A classic Italian dish, Chicken Piccata features tender, pan-fried chicken cutlets in a rich lemon-butter sauce with hints of garlic and white wine. The crispy Parmesan coating gives each bite a delightful crunch, perfectly balanced by the tangy and savory sauce.

This dish is perfect for a quick weeknight dinner or an elegant meal for guests. Serve it with pasta, rice, or a side of roasted vegetables.

Why You’ll Love This Recipe:

Bright & Flavorful: The lemon sauce enhances the crispy chicken.

Restaurant-Quality at Home: Simple ingredients create an elegant dish.

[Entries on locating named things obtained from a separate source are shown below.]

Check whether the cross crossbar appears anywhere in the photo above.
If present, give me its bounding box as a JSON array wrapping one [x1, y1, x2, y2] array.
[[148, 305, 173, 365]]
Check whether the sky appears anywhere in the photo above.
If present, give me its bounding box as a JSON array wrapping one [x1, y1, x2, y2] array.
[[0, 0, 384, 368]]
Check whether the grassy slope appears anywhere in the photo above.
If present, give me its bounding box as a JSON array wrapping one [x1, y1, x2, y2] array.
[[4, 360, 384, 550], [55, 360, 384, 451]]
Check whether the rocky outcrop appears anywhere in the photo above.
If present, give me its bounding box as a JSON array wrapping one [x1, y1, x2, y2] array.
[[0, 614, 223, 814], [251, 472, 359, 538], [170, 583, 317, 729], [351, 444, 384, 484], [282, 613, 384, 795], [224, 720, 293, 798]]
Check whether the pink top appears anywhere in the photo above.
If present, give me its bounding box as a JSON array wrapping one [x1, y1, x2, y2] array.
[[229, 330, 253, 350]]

Quick & Easy: Ready in about 30 minutes.

Ingredients

For the Chicken:

• 8 boneless, skinless chicken breast halves (about 4 oz each)

• ½ cup egg substitute

• 2 tbsp dry white wine or chicken broth

• 2 tbsp lemon juice

• 3 cloves garlic, finely minced

• ⅛ tsp hot pepper sauce

• ½ cup all-purpose flour

• ½ cup Parmesan cheese, finely grated

• ¼ cup fresh parsley, minced

• ½ tsp salt

• 3 tsp olive oil, divided

For the Lemon Sauce:

• 2 tbsp unsalted butter

• ¼ cup dry white wine or chicken broth

• 3 tbsp lemon juice

Instructions

1. Prepare the Chicken

• Pound each chicken breast to an even ¼-inch thickness.

• In a shallow dish, whisk together the egg substitute, 2 tbsp wine, 2 tbsp lemon juice, minced garlic, and hot pepper sauce.

• In another dish, mix flour, Parmesan cheese, parsley, and salt.

2. Coat & Cook the Chicken

• Dredge each chicken piece in the flour mixture, then dip in the egg mixture, and coat again with flour.

• Heat 1½ tsp olive oil in a skillet over medium heat.

• Cook 4 pieces at a time for 3–5 minutes per side until golden brown and fully cooked. Transfer to a warm plate and cover.

• Wipe out the skillet, add the remaining oil, and repeat with the rest of the chicken.

3. Make the Lemon Sauce

• In the same skillet, melt butter over medium heat.

• Add the remaining ¼ cup wine and 3 tbsp lemon juice.

• Bring to a boil and reduce by ¼ to concentrate the flavors.

4. Assemble & Serve

• Drizzle the lemon sauce over the cooked chicken.

• Garnish with fresh parsley and serve immediately.

Tips:

Extra Crispy: Use a mix of panko and Parmesan in the coating.

Make It Creamy: Add a splash of heavy cream to the sauce for richness.

Pairing Suggestions: Serve with angel hair pasta, mashed potatoes, or sautéed greens.

Storage Options:

Refrigerator: Store leftovers in an airtight container for up to 3 days. Reheat in a skillet for the best texture.

Freezer: Freeze cooked chicken (without sauce) for up to 2 months. Thaw and reheat before adding fresh sauce.